Outro homem do teatro cuja arte se volta diretamente às questões que fazem parte da
dança e do teatro indianos é Antonin Artaud. A questão espiritual, metafísica e mesmo
religiosa, no sentido etimológico da palavra, se faz fortemente presente em Artaud -
assim como na Índia - em sua busca de um teatro que, ao mesmo tempo, situasse o ser
no mundo, descortinasse a ele outros mundos e lhe permitisse se tornar um novo ser, tal
como propõe também a arte cênica indiana:
Artaud, assim como muitos que vão buscar as artes cênicas indianas com toda sua
tradição, pretendia retomar a vida e o significado mais profundo que tais artes antigas
carregam, junto com a capacidade de levar o ser a um estado poético, acima do real.
Este estado foi perdido pelo ser atual e ocidental, em uma vida seca e desconectada da
natureza, do universo, do cosmos.
Vê-se, portanto, que há uma insatisfação com o estado das coisas em sua incompletude,
fragmentação, superficialidade.
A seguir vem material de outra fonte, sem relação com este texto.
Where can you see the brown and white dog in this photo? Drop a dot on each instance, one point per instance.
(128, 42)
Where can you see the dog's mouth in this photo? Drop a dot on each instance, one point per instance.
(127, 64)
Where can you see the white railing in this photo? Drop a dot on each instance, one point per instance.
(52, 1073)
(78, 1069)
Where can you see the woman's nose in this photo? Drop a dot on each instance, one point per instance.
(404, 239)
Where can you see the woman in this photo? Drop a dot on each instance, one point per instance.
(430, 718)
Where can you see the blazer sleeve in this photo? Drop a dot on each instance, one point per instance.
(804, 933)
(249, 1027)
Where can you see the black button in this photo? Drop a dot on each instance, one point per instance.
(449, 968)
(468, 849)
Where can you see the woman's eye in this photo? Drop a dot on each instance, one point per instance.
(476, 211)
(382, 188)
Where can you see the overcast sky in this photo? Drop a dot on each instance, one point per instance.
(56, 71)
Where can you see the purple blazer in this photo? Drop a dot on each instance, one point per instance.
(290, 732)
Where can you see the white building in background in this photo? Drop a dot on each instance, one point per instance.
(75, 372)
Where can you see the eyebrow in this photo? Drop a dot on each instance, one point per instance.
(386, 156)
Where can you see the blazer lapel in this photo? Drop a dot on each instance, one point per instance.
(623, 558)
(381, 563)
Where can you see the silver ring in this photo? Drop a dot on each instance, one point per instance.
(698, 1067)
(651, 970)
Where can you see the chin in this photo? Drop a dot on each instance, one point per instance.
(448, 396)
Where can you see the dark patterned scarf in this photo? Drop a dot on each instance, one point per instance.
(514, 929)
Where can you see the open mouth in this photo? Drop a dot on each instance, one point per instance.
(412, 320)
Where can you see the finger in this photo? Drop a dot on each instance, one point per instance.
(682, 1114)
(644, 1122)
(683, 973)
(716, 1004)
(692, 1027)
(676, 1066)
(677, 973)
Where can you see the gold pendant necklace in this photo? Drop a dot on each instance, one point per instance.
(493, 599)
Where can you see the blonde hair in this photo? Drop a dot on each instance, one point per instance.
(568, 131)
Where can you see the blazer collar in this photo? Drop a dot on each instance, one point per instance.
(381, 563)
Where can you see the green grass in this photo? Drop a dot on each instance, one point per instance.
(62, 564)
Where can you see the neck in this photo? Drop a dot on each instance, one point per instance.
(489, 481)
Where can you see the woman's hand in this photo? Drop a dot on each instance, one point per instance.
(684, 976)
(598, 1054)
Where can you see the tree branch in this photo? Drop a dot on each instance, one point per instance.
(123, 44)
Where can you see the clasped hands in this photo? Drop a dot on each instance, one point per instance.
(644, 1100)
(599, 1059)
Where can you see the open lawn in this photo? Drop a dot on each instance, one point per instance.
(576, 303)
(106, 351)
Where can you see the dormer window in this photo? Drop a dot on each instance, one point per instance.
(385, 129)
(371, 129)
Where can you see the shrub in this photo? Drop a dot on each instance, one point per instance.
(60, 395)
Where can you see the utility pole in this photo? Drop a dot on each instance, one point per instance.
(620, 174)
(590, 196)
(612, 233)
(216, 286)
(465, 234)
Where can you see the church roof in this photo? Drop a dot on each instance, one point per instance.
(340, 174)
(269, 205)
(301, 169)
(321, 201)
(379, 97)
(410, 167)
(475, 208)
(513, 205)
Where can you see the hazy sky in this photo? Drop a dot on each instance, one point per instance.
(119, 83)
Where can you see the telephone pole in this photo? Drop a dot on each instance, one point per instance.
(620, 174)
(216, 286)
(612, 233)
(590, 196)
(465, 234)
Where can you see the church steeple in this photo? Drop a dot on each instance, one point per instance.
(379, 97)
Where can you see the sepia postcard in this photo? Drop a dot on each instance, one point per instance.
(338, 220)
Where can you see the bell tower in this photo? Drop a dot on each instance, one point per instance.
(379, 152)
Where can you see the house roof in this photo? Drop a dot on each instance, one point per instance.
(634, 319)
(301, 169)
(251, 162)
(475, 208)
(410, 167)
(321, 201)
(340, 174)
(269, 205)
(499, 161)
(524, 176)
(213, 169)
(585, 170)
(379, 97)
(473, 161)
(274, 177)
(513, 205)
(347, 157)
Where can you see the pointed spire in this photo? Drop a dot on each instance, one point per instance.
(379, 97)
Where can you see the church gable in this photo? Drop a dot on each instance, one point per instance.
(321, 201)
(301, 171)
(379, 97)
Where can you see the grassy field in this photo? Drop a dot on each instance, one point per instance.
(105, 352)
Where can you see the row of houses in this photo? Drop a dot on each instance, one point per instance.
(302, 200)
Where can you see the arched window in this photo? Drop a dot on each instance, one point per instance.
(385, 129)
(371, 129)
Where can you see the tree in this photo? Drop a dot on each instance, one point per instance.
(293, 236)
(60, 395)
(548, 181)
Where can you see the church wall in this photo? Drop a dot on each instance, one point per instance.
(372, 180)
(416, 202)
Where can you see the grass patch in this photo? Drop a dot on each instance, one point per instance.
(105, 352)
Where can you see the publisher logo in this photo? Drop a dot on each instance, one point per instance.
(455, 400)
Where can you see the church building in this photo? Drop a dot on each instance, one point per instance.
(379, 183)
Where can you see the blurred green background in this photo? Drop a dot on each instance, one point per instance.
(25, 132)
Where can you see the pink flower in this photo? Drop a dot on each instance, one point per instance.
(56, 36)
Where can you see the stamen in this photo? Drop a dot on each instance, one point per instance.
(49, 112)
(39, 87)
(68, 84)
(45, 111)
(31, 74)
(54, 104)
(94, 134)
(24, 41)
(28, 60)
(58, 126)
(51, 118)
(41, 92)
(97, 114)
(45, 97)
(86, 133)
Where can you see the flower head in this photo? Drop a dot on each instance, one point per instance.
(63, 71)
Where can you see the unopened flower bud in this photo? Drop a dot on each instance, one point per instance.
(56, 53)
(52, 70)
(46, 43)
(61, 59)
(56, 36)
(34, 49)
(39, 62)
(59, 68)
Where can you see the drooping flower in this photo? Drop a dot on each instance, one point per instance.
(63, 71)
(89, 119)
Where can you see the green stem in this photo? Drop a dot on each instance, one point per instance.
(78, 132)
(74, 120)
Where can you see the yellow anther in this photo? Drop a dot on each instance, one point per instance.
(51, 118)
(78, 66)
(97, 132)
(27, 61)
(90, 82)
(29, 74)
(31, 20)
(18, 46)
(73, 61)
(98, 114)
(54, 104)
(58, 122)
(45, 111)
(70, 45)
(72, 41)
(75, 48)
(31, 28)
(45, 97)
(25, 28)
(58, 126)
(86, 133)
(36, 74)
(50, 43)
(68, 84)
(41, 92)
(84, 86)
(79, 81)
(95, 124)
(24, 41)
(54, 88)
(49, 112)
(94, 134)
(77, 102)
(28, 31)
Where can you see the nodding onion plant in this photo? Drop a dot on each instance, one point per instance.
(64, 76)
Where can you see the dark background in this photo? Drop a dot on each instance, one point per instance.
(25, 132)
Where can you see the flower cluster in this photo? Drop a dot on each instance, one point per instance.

De modo geral, a sociedade como um todo já percebeu
que muitas de suas buscas externas e passageiras têm levado o mundo e os seres a uma
existência sem sentido e a atitudes questionáveis em âmbito individual, social e
universal. A arte, com sua capacidade de mostrar e tocar no transcendente, ao mesmo
tempo em que utiliza dos instrumentos sensórios para falar aos seres humanos, pode
atuar como aquela que puxa o véu entre os mundos, acordando a consciência para
realidades maiores.
Vários artistas cênicos têm buscado, desta forma, explorar todo este potencial da cena
de diferentes maneiras, com o objetivo de ir além e ir a fundo, em um movimento
contrário ao do ser humano reduzido a um consumidor ou a um fantoche político ou a
um ser programado socialmente para fazer parte de uma massa. Trata-se, de fato, de ir
contra a redução do ser para encontrar a grandeza de sua essência. E, uma vez
encontrada, trata-se de mergulhar na essência do artista - aquele que está disposto a se
sacrificar, se desnudar, se desmascarar – para transformá-lo em ponte pela qual os
outros possam ir ao encontro do que está além; para transformá-lo em tela na qual se
possa vislumbrar a projeção divina. Técnica e espontaneidade, individualidade e
coletividade, especialização e abrangência – tudo está contido e harmonicamente
encaixado nas artes indianas para conduzir o artista nesta busca pelo exercício pleno de
suas capacidades filosóficas, poéticas e espirituais. Através de suas escrituras,
especialmente do Natya Sastra, a arte indiana sacia o intelecto com sua organização,
explicações e lógica. Através dos gurus, ela inspira com o exemplo vivo, referencia com
a experiência e lança clareza com o olhar abrilhantado do conhecimento passado através
de gerações. Através da relação com os outros a que submete o artista, ela estabelece a
necessidade de servir, criar pontes e se relacionar com os diversos tipos de pessoas,
exercitando a alteridade e a inclusividade. Através do trabalho que exige que o artista
faça sobre si, a arte revela a ele realidade mais elevada de sua identidade espiritual e lhe
fornece meios de agir segundo tal identidade, propiciando o surgimento de um novo ser
ou o renascer daquele que está há muito adormecido.